Andrea Moro: wo das Wort entsteht

Wichtige Information

Türöffnung: 13.30 Uhr, nicht nummerierte Plätze.

Event Informationen

10.10.2026
Bellinzona

Beschreibung

Andrea Moro | Wo das Wort entsteht Jenseits der Mauer Samstag, 11. Oktober 2026 | 14.00 Uhr | Piazza del Sole, Bellinzona Sconfinare Festival

Noch bevor ein Satz ausgesprochen wird, nimmt er im Geist Gestalt an. Sprache ist nicht nur Klang und auch keine blosse kulturelle Konvention: Die menschliche Sprache wurzelt in der Architektur des Gehirns, in seinen Grenzen und Möglichkeiten, im geheimnisvollen Gleichgewicht zwischen Biologie und Denken.

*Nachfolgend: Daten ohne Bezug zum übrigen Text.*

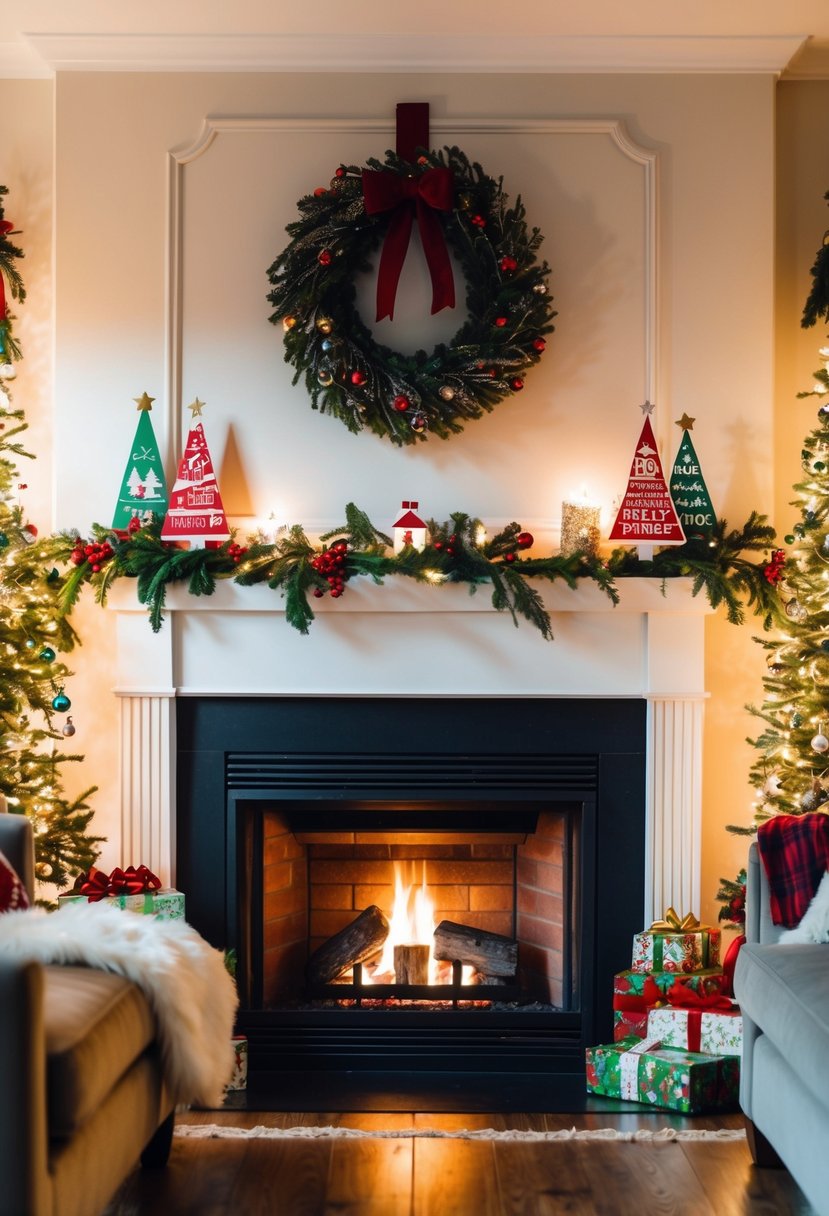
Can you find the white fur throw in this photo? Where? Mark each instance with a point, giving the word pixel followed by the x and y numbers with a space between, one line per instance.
pixel 184 979
pixel 815 925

Warum sind manche Sprachen möglich und andere nicht? Was verraten uns unmögliche Grammatiken darüber, wie wir beschaffen sind? Welche Unterschiede gibt es zwischen menschlichen Grammatiken und jenen, die von künstlicher Intelligenz geschaffen werden? Und welche Stille geht dem Wort voraus, bevor es zur Stimme wird?

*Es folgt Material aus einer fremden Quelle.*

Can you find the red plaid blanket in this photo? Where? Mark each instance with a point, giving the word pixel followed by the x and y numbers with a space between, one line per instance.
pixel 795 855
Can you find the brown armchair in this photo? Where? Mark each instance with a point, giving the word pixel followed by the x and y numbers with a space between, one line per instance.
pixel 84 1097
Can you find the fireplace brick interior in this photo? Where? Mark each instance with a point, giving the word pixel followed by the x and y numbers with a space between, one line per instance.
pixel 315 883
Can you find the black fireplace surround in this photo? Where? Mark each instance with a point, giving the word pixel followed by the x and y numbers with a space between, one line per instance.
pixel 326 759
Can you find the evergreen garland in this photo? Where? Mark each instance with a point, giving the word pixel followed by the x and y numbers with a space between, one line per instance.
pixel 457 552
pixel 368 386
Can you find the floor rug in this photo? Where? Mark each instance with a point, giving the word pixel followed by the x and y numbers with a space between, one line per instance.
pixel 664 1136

Andrea Moro, einer der renommiertesten Forscher auf dem Gebiet von Sprache und Gehirn, nimmt das Publikum mit auf eine Reise an die Grenzen des menschlichen Wortes.

Von der Erforschung unmöglicher Sprachen bis hin zu seinen jüngsten Überlegungen in Lucretius and the Bat with Blue Eyes (The MIT Press, 2025) zeigt seine Arbeit, dass Sprache nicht nur das ist, was wir sagen, sondern eine tiefgreifende Struktur, die unser Denken ordnet und unsere Erfahrung der Welt überhaupt erst ermöglicht.

Eine Gelegenheit, dem Wort an seinem rätselhaftesten Ursprung nachzuspüren – dort, wo Neurowissenschaften, Linguistik, Philosophie und Vorstellungskraft aufeinandertreffen.

Das Gespräch wird von Giovanni Pellegri, Neurobiologe und Wissenschaftskommunikator, moderiert.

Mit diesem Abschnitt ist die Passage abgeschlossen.